As Roy Baumeister puts it, “Women don’t hit strangers. The chances that a woman will, say, go to the mall and end up in a knife fight with another woman are vanishingly small, but there is more such risk for men. The gender difference in aggression is mainly found there, in the broader network of relationships. Because men care more about that network.”
However, under the feminist monistic “one gender” viewpoint, you’re forced to come down on one side or the other rather than recognize that violence can be on either side depending on what kind of relationship is focused on, the female preferred intimate relationship dynamic or the male preferred transactional relationship dynamic.
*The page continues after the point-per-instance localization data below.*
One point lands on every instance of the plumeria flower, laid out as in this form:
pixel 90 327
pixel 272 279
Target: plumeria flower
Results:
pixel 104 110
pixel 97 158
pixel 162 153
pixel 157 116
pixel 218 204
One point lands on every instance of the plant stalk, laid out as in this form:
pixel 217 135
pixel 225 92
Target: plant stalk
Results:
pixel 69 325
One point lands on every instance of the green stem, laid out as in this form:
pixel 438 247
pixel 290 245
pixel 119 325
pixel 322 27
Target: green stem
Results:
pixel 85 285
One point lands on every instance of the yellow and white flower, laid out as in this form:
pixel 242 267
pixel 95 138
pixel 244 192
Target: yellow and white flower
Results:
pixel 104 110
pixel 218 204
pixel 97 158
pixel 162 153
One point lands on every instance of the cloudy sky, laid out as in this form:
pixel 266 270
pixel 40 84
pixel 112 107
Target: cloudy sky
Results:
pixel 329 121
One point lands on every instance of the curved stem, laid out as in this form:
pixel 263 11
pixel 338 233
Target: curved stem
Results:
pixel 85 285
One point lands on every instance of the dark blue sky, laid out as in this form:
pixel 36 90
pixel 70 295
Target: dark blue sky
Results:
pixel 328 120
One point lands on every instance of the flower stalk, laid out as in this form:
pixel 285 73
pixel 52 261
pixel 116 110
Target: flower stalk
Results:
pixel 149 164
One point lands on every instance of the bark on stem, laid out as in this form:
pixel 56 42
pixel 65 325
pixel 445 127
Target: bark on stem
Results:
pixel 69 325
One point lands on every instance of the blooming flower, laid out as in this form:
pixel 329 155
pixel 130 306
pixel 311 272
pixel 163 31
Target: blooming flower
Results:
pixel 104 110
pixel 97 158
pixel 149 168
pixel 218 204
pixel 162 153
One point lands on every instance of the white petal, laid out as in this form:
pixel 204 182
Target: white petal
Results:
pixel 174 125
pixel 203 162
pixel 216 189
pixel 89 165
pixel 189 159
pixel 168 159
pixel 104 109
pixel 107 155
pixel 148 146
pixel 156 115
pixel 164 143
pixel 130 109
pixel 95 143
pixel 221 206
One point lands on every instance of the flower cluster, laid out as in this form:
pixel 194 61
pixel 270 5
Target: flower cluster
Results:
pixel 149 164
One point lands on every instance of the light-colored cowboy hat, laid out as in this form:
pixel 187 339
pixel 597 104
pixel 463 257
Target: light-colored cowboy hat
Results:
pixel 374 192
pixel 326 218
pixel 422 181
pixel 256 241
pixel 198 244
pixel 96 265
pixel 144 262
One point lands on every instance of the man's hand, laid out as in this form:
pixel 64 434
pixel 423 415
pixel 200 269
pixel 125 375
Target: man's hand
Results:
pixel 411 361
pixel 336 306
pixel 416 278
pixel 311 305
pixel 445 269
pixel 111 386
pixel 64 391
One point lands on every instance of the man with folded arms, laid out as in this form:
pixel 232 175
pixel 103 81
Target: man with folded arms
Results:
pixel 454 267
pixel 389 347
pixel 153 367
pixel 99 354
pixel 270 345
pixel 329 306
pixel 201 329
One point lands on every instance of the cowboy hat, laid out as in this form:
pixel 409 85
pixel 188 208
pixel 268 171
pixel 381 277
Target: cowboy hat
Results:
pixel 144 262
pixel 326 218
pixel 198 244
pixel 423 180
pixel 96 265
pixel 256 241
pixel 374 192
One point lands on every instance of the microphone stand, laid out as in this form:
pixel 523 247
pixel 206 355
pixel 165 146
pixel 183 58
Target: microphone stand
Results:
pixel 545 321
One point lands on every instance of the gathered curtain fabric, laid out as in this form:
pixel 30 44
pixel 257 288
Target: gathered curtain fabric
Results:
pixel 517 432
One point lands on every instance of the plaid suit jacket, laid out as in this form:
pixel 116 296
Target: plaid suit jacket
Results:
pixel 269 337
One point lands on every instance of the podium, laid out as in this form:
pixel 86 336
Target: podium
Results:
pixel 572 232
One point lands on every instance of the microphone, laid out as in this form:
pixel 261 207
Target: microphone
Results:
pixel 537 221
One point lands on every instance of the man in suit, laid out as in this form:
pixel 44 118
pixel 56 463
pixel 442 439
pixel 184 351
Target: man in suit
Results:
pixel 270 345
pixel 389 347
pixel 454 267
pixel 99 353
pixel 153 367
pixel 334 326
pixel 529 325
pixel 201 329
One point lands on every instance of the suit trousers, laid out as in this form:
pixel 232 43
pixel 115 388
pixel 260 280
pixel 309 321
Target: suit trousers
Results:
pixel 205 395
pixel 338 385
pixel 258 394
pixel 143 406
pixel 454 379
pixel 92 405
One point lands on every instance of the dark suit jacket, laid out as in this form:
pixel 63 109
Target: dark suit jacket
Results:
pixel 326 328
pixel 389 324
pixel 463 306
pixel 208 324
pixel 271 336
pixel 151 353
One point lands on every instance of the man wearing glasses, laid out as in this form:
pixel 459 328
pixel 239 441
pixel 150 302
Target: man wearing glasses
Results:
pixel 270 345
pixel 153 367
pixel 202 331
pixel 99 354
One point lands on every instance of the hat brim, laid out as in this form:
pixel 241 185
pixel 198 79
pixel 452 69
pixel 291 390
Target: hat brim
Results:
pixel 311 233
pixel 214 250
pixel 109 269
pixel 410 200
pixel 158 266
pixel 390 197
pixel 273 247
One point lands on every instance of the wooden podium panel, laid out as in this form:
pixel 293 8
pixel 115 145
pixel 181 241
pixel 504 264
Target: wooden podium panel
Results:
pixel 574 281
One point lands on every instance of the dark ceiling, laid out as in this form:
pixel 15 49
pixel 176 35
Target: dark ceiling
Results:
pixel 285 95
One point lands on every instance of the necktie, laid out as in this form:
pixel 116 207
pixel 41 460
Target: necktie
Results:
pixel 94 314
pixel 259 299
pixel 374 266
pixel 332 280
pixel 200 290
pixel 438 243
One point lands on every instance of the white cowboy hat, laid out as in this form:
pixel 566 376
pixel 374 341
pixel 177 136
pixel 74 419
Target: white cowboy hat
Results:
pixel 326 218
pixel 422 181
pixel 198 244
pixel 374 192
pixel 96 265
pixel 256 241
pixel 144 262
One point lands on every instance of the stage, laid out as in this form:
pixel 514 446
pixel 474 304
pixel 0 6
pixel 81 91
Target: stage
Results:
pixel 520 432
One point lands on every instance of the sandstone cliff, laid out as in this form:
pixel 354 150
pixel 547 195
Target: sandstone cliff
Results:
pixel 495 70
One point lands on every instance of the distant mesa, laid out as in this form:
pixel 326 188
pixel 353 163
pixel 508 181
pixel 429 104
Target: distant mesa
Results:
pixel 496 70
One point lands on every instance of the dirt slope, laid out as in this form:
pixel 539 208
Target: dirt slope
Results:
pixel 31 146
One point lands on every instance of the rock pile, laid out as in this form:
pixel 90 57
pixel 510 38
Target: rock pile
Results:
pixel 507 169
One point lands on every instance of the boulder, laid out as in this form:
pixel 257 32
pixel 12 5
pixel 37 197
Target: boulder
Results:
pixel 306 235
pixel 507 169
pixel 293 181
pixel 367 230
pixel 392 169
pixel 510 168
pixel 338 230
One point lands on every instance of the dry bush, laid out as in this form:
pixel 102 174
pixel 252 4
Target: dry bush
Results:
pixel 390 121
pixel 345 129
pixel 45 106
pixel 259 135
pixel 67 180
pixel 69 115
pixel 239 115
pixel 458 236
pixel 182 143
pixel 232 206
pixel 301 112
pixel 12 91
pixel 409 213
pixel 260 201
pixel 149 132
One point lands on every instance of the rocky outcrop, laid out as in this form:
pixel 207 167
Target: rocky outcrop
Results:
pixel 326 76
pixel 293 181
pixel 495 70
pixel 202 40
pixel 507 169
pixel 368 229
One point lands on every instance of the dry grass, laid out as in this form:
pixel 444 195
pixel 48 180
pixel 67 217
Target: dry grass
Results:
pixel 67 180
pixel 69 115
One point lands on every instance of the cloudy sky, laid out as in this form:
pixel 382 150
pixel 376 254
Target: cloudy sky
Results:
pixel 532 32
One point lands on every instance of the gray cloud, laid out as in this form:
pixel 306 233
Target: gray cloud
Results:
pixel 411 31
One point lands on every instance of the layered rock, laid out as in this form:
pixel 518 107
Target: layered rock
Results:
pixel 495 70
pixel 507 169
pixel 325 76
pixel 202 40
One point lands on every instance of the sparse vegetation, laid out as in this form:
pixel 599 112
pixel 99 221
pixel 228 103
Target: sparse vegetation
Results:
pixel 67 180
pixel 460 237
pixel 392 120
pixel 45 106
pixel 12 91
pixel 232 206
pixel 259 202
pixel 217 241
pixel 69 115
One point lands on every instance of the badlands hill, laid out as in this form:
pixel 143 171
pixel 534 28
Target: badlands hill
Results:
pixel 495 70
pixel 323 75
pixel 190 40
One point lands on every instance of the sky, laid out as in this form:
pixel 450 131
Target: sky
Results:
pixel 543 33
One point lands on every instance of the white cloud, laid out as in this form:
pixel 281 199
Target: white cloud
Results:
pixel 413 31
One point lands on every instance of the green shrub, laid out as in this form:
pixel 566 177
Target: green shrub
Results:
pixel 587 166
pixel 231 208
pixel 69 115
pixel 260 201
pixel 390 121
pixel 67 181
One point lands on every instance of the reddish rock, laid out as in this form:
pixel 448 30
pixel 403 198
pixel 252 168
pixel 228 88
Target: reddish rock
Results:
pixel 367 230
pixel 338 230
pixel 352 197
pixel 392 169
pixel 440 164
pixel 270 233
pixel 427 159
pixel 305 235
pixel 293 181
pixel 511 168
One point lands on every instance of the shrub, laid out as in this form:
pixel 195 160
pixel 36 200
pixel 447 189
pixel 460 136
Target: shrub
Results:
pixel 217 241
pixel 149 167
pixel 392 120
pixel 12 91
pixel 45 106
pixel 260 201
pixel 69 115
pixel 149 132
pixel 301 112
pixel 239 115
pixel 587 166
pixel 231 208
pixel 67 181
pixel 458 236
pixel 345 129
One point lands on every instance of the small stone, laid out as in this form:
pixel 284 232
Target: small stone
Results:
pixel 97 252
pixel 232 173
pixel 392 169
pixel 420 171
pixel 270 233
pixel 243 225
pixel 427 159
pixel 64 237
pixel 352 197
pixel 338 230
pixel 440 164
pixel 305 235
It’s always preferable for governments to come down on the side of women because men are more difficult to control. It remains the grim reality that governments want to control people rather than allow people to think for themselves.
George Carlin put it best.

The purpose of this article is not to argue that women are worse than men or to say that women are more violent than men. I’d say that overall women are about as violent as men are. Similarly, for rape and sexual assault, which are subsets of violence, a reasonable interpretation of both the 2011 National Intimate Partner and Sexual Violence Survey Report and the 2017 National Intimate Partner and Sexual Violence Survey Report is that both men and women have an equal tendency to commit rape and sexual assault. As a subset of violence, homicide, US Department of Justice statistics show that overall men kill a lot more than women do. I am not countering the feminist argument of a corrupt conspiratorial patriarchy keeping women down with the argument that there is a corrupt conspiratorial matriarchy keeping men down.
The purpose of this article is to point out that once we examine our species through a dualistic lens or a sexual dimorphic lens, something that we do without batting an eyelid in relation to all other closely related species, rather than an ideological monistic lens, then the surveys that I have linked to and that report on a greater propensity for female instigated violence in domestic relations make more sense. It’s better to examine the science rather than pretend it doesn’t exist.
It is for this reason that I started this article with links to direct reports on what official domestic violence statistics from the United States and other places around the world say about domestic violence and who’s responsible for most of it. For example, I referred to the 2017 Child Maltreatment report which compiles statistics from most US States and which show that “mother” and “mother and nonparent(s)” are responsible for over half of both reported child abuse and reported child fatalities by parents; I referred to the 2017 National Intimate Partner and Sexual Violence Report, for which 22,590 women and 18,584 men were surveyed, and which shows that nearly 1 million more men than women were victims of violence by an intimate partner in each year between 2010 and 2012 and I referred to the Partner Abuse State of Knowledge Project reports, published in 2012 and 2013, which summarized over 1,700 studies and which show that women are 56.7% of all intimate partner violence perpetrators.
Facts don’t care about your feelings. The facts make for uncomfortable reading for those of a certain ideological bent and it is surely tempting for some of them to run away from them, sweep them under the carpet or otherwise ignore them. But, there they are. As Winston Churchill put it, “The truth is incontrovertible. Malice may attack it, ignorance may deride it, but in the end, there it is.”